Le renforcement des logiques de fichage à travers l’Union européenne menace la vie privée et familiale et empêche la régularisation des personnes, les forçant à demeurer sans papiers aux marges de la société, ce qui accroît les risques de précarisation et d’exploitation.

Le texte compromet également l’assistance juridique, la représentation en justice gratuite pour les personnes n’ayant pas les moyens de se défendre, et remet en question le fait qu’une décision de justice puisse être mise en pause le temps qu’un recours soit examiné (les personnes pourraient être expulsées avant la décision finale d’un juge), autant d’éléments pourtant essentiels au respect de l’état de droit.

En multipliant les motifs de placement en rétention et la durée maximale de détention (jusqu’à 24 mois, voire plus en cas de “risques sécuritaire”), cette réforme aura des conséquences dramatiques pour les personnes concernées.

Cette réforme part une nouvelle fois du postulat que l’immigration serait un problème, et que toutes les politiques, y compris les plus attentatoires aux droits humains et à la dignité des personnes, peuvent être mises en place pour empêcher l’arrivée de celles et ceux qui sont considérées comme indésirables.

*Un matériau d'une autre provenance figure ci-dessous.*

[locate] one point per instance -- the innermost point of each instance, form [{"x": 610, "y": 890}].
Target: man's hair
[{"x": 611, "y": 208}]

A rebours de ce durcissement des réglementations qui va encore précariser, marginaliser et criminaliser les personnes étrangères, d’autres politiques sont pourtant possibles pour remettre les principes d’accueil et de solidarité au cœur de notre avenir commun.

Face à ce nouveau tournant répressif européen, il est encore temps d’agir !

Le Conseil européen va adopter le texte d’ici l’automne. Dès lors, la France aura un an pour mettre en œuvre un certain nombre de dispositions du texte. Il reste une petite marge de manœuvre lors de cette période de mise en œuvre au niveau national.

Avec votre soutien, La Cimade peut :

Continuer à interpeller nos responsables politiques pour qu’ils et elles privilégient une approche humaine et respectueuse des droits, plutôt que de valider une vision sécuritaire et stigmatisante des migrations.

Former les équipes bénévoles de La Cimade à accompagner et conseiller les personnes étrangères face à de nouvelles règles juridiques complexes et restrictives.

Intensifier notre lutte contre les préjugés et sensibiliser l’opinion publique pour déconstruire les préjugés et montrer la réalité des politiques migratoires.

Ensemble, faisons le choix de la solidarité et de la dignité.